Hello. I have been taking 20mg a day of Citalopram for approx the last three years. In the beginning I was given 10mg a day and I felt awful. I truly felt it was time to let go of life, that my last hope was a big fat fail. It didn't help that every NHS therapy organisation was fully booked and had long waiting lists. I had been given an appointment with a counsellor about a week after starting the drug and it was one of the most miserable moments of my life. I was convinced that the pills were rubbish.
My dose was increased to 20mg and one further week later I felt... ok. I suddenly had the desire to spring clean my bedroom. And then I actually took some stuff to the charity shop. I flicked through a cookbook. I spent over an hour cleaning the green shit off the patio outside. I was living with my parents at the time and they absolutely zipped their lips about it. I think they were afraid of breaking a spell.
Citalopram can and does change your life. Please persevere. If it doesn't, your doctor will try you with something else. It takes finding the right one and then you can live again.
Incidentally, my side effects were dry mouth, anorgasmia and loss of sensation (hard to pee) and very messed up sleep.
Approx 3 months into the use of citalopram my sensation came back (with a vengeance, I might add), my mouth is no longer dry (I think) and I sleep absolutely fine. In fact I have no problems at all unless I miss a dose.
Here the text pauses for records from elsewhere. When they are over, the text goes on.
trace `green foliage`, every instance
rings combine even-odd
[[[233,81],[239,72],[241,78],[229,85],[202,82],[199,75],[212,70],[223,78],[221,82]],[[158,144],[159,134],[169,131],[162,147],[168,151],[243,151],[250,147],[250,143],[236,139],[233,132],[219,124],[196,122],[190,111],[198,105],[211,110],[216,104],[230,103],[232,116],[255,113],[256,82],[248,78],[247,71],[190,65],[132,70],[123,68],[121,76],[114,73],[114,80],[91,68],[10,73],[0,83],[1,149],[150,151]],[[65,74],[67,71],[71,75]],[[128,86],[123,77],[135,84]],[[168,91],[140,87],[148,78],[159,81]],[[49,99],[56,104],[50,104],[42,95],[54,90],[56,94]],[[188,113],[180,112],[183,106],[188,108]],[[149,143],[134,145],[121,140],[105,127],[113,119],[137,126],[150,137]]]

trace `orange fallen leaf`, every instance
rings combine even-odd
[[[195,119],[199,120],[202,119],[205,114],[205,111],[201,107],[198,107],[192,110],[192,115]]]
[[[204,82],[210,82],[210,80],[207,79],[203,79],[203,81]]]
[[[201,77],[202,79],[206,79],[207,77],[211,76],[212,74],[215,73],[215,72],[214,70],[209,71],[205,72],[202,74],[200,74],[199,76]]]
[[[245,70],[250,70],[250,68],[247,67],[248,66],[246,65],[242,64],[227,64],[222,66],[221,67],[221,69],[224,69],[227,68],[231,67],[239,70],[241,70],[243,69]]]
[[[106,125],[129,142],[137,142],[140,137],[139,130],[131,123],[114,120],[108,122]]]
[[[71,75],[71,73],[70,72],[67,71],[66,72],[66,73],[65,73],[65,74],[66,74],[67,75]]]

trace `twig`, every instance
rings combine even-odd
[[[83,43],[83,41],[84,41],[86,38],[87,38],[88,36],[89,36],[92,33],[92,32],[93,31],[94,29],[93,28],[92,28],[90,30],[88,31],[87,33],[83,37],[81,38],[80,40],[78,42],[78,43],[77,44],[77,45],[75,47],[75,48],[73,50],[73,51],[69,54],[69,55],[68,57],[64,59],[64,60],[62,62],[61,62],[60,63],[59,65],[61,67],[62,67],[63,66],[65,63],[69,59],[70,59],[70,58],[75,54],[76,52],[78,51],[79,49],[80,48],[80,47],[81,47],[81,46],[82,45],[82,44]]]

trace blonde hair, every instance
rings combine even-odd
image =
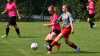
[[[72,12],[71,6],[68,4],[63,4],[62,6],[65,6],[67,8],[67,11]]]

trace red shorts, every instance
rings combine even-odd
[[[69,35],[71,33],[71,27],[68,28],[63,28],[62,32],[61,32],[65,38],[65,40],[68,40]]]

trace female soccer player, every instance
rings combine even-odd
[[[54,37],[56,37],[60,32],[61,32],[61,28],[60,28],[60,24],[57,23],[58,20],[58,15],[57,15],[57,10],[53,5],[50,5],[48,7],[48,11],[49,14],[51,14],[50,16],[50,24],[44,24],[45,26],[51,26],[51,32],[47,35],[47,37],[45,38],[45,41],[50,45],[51,42],[53,41]],[[60,44],[56,44],[55,45],[58,49],[60,48]],[[50,49],[48,49],[48,53],[49,53]]]
[[[69,35],[74,32],[73,18],[70,13],[70,7],[66,4],[64,4],[62,6],[62,11],[63,11],[63,13],[61,14],[61,16],[59,18],[62,18],[63,29],[62,29],[61,33],[54,39],[54,41],[51,43],[51,45],[49,45],[48,49],[52,49],[52,47],[62,38],[62,36],[64,36],[66,44],[68,44],[70,47],[74,48],[79,53],[80,48],[69,40]]]
[[[17,10],[17,7],[16,7],[16,3],[13,0],[7,0],[7,2],[8,3],[6,4],[5,10],[2,12],[2,14],[7,13],[8,16],[9,16],[9,19],[8,19],[8,24],[7,24],[7,27],[6,27],[6,34],[1,36],[1,37],[5,38],[5,37],[8,36],[10,26],[13,26],[15,28],[18,36],[20,37],[20,30],[19,30],[19,28],[17,27],[17,24],[16,24],[17,16],[20,19],[20,16],[19,16],[19,13],[18,13],[18,10]]]
[[[90,28],[93,28],[95,25],[94,21],[94,16],[95,16],[95,2],[94,0],[88,0],[88,14],[89,14],[89,18],[88,18],[88,22],[90,24]]]

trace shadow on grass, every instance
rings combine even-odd
[[[59,52],[55,52],[53,54],[75,54],[76,52],[73,51],[59,51]],[[100,53],[99,51],[80,51],[80,54],[96,54],[96,53]]]
[[[21,36],[20,38],[39,38],[39,36]]]

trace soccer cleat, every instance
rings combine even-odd
[[[51,54],[51,52],[52,52],[52,46],[51,45],[47,45],[47,49],[48,49],[48,54]]]
[[[61,44],[55,45],[57,47],[57,49],[59,50],[61,47]]]
[[[77,47],[76,53],[80,53],[80,48],[79,47]]]
[[[2,36],[1,36],[1,38],[7,38],[7,35],[6,35],[6,34],[4,34],[4,35],[2,35]]]

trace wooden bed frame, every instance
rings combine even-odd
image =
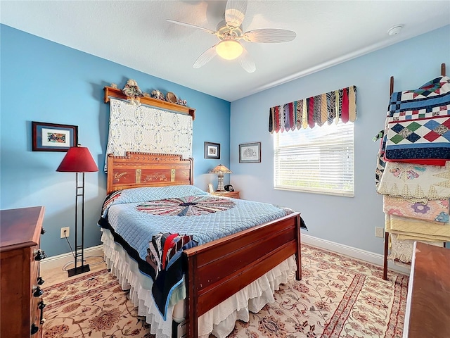
[[[138,187],[193,184],[193,160],[127,152],[108,156],[108,193]],[[186,337],[198,337],[198,318],[295,254],[302,278],[300,215],[293,213],[184,251]]]

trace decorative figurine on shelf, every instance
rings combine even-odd
[[[178,102],[176,102],[176,104],[179,104],[180,106],[184,106],[186,107],[188,105],[188,102],[186,100],[181,100],[180,99],[179,100],[178,100]]]
[[[122,89],[122,92],[127,95],[127,99],[132,104],[139,105],[141,104],[140,98],[143,96],[143,93],[139,89],[138,82],[133,79],[129,79],[127,81],[127,84]]]
[[[152,91],[152,92],[150,93],[150,95],[153,99],[158,99],[158,100],[166,101],[166,99],[164,98],[164,94],[159,90],[155,89]]]

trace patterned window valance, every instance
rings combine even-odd
[[[328,92],[270,108],[271,133],[329,125],[339,119],[346,123],[356,119],[356,87]]]

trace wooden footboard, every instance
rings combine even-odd
[[[296,256],[302,278],[300,216],[294,213],[184,251],[186,337],[198,337],[198,317]]]

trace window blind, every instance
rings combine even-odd
[[[276,189],[354,196],[354,124],[274,134]]]

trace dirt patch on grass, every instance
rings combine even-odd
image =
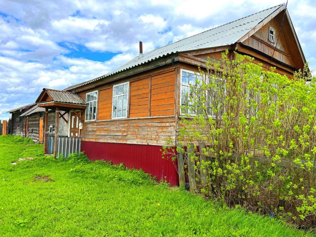
[[[40,182],[45,182],[46,183],[47,182],[54,182],[55,181],[49,178],[48,175],[37,175],[35,176],[33,179],[33,182],[35,182],[36,181]]]

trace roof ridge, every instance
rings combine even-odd
[[[200,33],[198,33],[197,34],[195,34],[193,35],[191,35],[191,36],[189,36],[189,37],[187,37],[186,38],[185,38],[184,39],[183,39],[182,40],[178,40],[178,41],[176,41],[175,42],[173,42],[173,43],[172,43],[171,44],[169,44],[167,45],[166,45],[164,46],[162,46],[161,47],[159,47],[159,48],[157,48],[156,49],[154,49],[153,50],[152,50],[151,51],[149,51],[149,52],[148,52],[147,53],[146,53],[146,54],[147,54],[147,53],[150,53],[151,52],[153,52],[154,51],[155,51],[155,50],[158,50],[158,49],[161,49],[161,48],[163,48],[164,47],[166,47],[167,46],[171,45],[172,44],[175,44],[176,43],[178,43],[178,42],[179,42],[180,41],[182,41],[182,40],[186,40],[187,39],[189,39],[189,38],[191,38],[192,37],[193,37],[194,36],[195,36],[196,35],[198,35],[200,34],[202,34],[203,33],[205,33],[205,32],[207,32],[208,31],[209,31],[210,30],[214,30],[215,29],[216,29],[216,28],[219,28],[219,27],[221,27],[222,26],[225,26],[225,25],[228,25],[228,24],[230,24],[231,23],[232,23],[233,22],[235,22],[235,21],[239,21],[240,20],[241,20],[242,19],[244,19],[245,18],[246,18],[246,17],[249,17],[250,16],[253,15],[255,15],[256,14],[258,14],[258,13],[259,13],[260,12],[262,12],[264,11],[266,11],[267,10],[269,10],[269,9],[271,9],[273,8],[274,8],[276,7],[280,7],[281,6],[282,6],[282,5],[285,5],[285,3],[282,3],[282,4],[278,4],[278,5],[276,5],[275,6],[274,6],[273,7],[271,7],[269,8],[267,8],[267,9],[264,9],[264,10],[263,10],[262,11],[258,11],[258,12],[256,12],[256,13],[253,13],[252,14],[250,14],[250,15],[248,15],[246,16],[244,16],[243,17],[242,17],[241,18],[240,18],[239,19],[237,19],[237,20],[235,20],[235,21],[230,21],[230,22],[229,22],[228,23],[226,23],[225,24],[223,24],[223,25],[221,25],[220,26],[217,26],[216,27],[214,27],[214,28],[212,28],[211,29],[209,29],[208,30],[207,30],[204,31],[203,31],[203,32],[200,32]],[[179,46],[179,47],[180,47],[181,46],[183,46],[184,45],[185,45],[186,44],[184,44],[184,45],[182,45],[181,46]],[[166,52],[165,51],[163,51],[163,52]]]

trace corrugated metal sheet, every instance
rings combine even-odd
[[[42,113],[45,112],[45,108],[37,107],[37,105],[36,105],[32,109],[22,113],[19,117],[23,117],[23,116],[27,116],[36,113]],[[51,109],[49,110],[49,111],[51,110]]]
[[[8,111],[7,111],[7,113],[12,113],[13,112],[15,112],[15,111],[17,111],[18,110],[20,110],[21,109],[23,109],[26,108],[27,108],[27,107],[32,106],[33,105],[34,105],[35,104],[35,103],[32,103],[32,104],[30,104],[29,105],[24,105],[23,106],[21,106],[20,107],[19,107],[16,109],[13,109],[12,110],[9,110]]]
[[[81,142],[81,151],[92,161],[112,161],[115,165],[123,163],[129,169],[141,169],[156,177],[158,181],[165,180],[172,185],[177,185],[179,177],[175,168],[178,167],[177,161],[173,161],[166,155],[162,159],[162,149],[160,146],[149,145]]]
[[[86,104],[86,102],[76,94],[61,91],[50,90],[49,89],[46,89],[46,91],[53,100],[55,102]]]
[[[167,55],[196,49],[230,45],[249,32],[264,19],[284,4],[281,4],[195,35],[159,48],[138,56],[114,71],[99,77],[70,87],[69,90],[142,65]]]

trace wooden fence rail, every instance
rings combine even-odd
[[[187,154],[192,153],[193,151],[194,145],[193,143],[190,143],[190,148],[187,150]],[[178,146],[180,147],[179,145]],[[207,168],[206,166],[203,165],[206,162],[206,158],[208,159],[214,158],[215,155],[206,155],[202,152],[203,149],[205,148],[205,145],[203,143],[199,143],[198,147],[199,149],[200,167],[199,168],[201,176],[201,182],[202,186],[205,186],[207,184]],[[244,155],[239,154],[233,154],[228,156],[228,158],[232,161],[240,161]],[[197,190],[197,187],[196,182],[196,170],[195,169],[195,161],[191,161],[190,159],[185,159],[185,157],[188,157],[187,154],[184,154],[180,152],[178,152],[178,172],[179,174],[179,183],[180,186],[184,187],[185,182],[185,176],[184,174],[184,164],[186,164],[187,166],[188,178],[189,180],[189,186],[190,191],[194,191]],[[252,157],[248,157],[250,162],[254,162],[257,161],[260,164],[267,164],[271,162],[271,157],[269,156],[256,156]],[[307,162],[305,161],[300,161],[301,163],[304,164]],[[311,161],[312,163],[315,165],[315,161]],[[284,167],[290,167],[292,168],[299,168],[301,167],[301,164],[296,164],[293,160],[290,160],[284,158],[280,158],[280,159],[275,162],[276,165]]]

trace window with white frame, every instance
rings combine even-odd
[[[87,93],[86,102],[86,121],[94,121],[95,120],[97,111],[97,101],[98,100],[98,91]]]
[[[276,30],[273,27],[269,27],[269,41],[272,43],[275,42]]]
[[[196,83],[199,81],[202,82],[202,77],[198,74],[191,71],[185,69],[181,69],[181,93],[180,94],[180,101],[181,106],[191,105],[191,102],[189,101],[189,97],[192,92],[190,88],[190,85],[198,86]],[[186,113],[194,114],[195,112],[193,110],[189,111],[187,108],[182,108],[181,109],[181,113]]]
[[[124,118],[127,117],[129,82],[113,86],[112,118]]]

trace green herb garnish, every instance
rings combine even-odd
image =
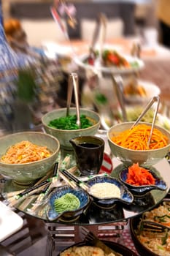
[[[81,129],[85,129],[91,127],[93,124],[85,115],[80,115]],[[70,115],[68,116],[62,116],[56,119],[51,120],[48,126],[55,129],[78,129],[80,127],[76,124],[77,116]]]

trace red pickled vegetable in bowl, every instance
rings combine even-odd
[[[154,185],[155,179],[148,170],[134,163],[128,167],[125,182],[134,186]]]

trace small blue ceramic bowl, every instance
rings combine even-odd
[[[147,168],[145,168],[147,169]],[[166,190],[167,189],[167,185],[166,182],[160,177],[158,177],[155,173],[152,170],[149,170],[148,171],[152,175],[152,176],[155,178],[155,184],[154,185],[142,185],[142,186],[134,186],[129,184],[125,182],[128,168],[123,169],[119,173],[120,180],[128,188],[128,189],[134,194],[136,195],[142,195],[152,189],[159,189],[159,190]]]
[[[102,183],[109,183],[115,185],[117,188],[120,190],[120,197],[113,197],[109,198],[98,198],[95,196],[93,196],[90,193],[90,187],[96,184],[102,184]],[[134,196],[131,193],[131,192],[128,191],[127,187],[120,182],[117,178],[112,178],[109,176],[96,176],[90,180],[89,180],[87,182],[87,184],[88,185],[89,191],[88,194],[92,197],[93,199],[93,201],[98,204],[98,206],[101,206],[102,207],[112,207],[116,202],[121,202],[126,204],[131,204],[134,201]],[[101,191],[102,190],[101,187]]]
[[[75,195],[80,201],[79,208],[74,211],[64,211],[58,213],[55,210],[54,203],[55,199],[61,197],[63,195],[72,193]],[[70,221],[77,219],[85,209],[90,202],[88,194],[82,189],[74,189],[69,186],[63,186],[56,188],[50,195],[49,208],[47,211],[47,217],[50,221],[54,221],[60,219],[62,221]]]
For me, missing a dose doesn't affect me the same day or even the day after. It's the one after that, even if you remember your next dose the day before. I get anxious and can't sleep due to 9238723947 things running through my head, I get bad restless leg syndrome and there's approx a 20% chance that I'll feel depressed as well.
I must say that in the three years I've taken citalopram properly, I've only had a handful of days where I could say I truly felt depressed.
I hope some of this helps. I think it's important that you don't give up. I'm on the other side, just like other AD users and I want everybody else to come to this side too.